Diseases like bird flu and mad cow add to the pressure on the demand side. Citing all these factors, Tyson reported a US$56 million net loss for its fourth quarter ended Sept. 30.

 

Tyson has been actively hedging on its fixed-price contracts, Chief Executive Richard Bond told stock analysts.

 

While its commodities group is still evolving, they are becoming another tool Tyson has available to help manage margins, Ms Beach said.

 

Tyson has credited Ms. Beach's risk-management group with boosting margins in the past. For fiscal 2004, it said the team saved US$127 million through grain-hedging strategies. In the just-ended quarter, the company said the group has absolutely been a net benefit, including in the rising corn markets.

 

Hedging carries risks.

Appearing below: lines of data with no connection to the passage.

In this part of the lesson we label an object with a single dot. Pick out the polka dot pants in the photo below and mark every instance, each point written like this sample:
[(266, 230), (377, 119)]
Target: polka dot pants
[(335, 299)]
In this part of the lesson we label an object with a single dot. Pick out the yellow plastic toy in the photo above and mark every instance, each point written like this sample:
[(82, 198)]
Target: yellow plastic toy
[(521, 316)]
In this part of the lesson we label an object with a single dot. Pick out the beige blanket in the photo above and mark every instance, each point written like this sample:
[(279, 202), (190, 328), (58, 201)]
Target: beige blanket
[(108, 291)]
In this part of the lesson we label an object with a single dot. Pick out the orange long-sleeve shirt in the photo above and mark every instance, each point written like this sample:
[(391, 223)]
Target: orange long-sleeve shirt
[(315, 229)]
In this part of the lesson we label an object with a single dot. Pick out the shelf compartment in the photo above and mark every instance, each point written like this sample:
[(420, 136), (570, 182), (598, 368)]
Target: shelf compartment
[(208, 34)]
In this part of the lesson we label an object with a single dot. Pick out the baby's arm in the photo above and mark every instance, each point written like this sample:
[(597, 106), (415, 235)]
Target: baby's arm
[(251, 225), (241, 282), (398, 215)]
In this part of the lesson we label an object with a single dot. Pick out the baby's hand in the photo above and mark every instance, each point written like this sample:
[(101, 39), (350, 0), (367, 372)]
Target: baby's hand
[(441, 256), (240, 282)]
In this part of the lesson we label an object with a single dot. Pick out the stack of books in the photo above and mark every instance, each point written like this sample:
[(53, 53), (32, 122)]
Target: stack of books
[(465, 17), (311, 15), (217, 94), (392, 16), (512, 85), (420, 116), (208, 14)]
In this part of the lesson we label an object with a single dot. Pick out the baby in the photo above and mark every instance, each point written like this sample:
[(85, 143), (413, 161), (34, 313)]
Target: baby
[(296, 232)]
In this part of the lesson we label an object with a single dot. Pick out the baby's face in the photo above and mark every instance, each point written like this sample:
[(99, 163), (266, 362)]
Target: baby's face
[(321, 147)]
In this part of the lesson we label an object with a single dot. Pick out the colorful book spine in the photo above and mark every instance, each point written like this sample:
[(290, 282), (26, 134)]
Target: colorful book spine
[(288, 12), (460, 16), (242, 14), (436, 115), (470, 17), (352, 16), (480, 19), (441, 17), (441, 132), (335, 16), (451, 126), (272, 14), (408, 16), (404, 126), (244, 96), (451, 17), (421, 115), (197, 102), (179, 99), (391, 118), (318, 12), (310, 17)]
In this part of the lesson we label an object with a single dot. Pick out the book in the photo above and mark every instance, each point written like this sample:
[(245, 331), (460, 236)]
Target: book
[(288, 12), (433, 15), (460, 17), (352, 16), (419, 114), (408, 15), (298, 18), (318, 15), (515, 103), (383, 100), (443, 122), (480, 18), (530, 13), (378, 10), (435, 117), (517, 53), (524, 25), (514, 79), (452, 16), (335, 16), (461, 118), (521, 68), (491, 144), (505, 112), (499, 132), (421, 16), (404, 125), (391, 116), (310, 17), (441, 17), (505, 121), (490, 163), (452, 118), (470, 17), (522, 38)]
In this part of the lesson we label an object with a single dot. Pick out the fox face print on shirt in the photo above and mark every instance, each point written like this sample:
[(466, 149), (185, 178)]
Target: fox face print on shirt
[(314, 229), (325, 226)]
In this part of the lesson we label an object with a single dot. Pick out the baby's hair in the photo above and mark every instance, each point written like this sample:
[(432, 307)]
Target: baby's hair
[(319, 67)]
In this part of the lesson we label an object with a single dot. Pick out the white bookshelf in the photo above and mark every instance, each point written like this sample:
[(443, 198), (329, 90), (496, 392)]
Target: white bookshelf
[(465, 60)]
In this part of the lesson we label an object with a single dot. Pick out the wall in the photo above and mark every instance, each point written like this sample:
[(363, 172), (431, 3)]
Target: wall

For the company's third quarter ended July 1, Tyson cited a US$19 million loss from commodity risk-management activities relating to beef sales and cattle purchases. Still, such losses can be offset on the live cattle procurement side of the business.

 

While large agricultural conglomerates such as Cargill Inc. long have been big commodity-market players, meat processors and packaged-good companies have been less active.

 

Now, a number of companies are waking up to the possibilities thanks to ethanol and the new realities.

 

Today, Tyson is implementing commodities software from a company that typically serves energy companies, SolArc Inc., to track grains, energy and other commodities, so as to protect itself from the whims of the market.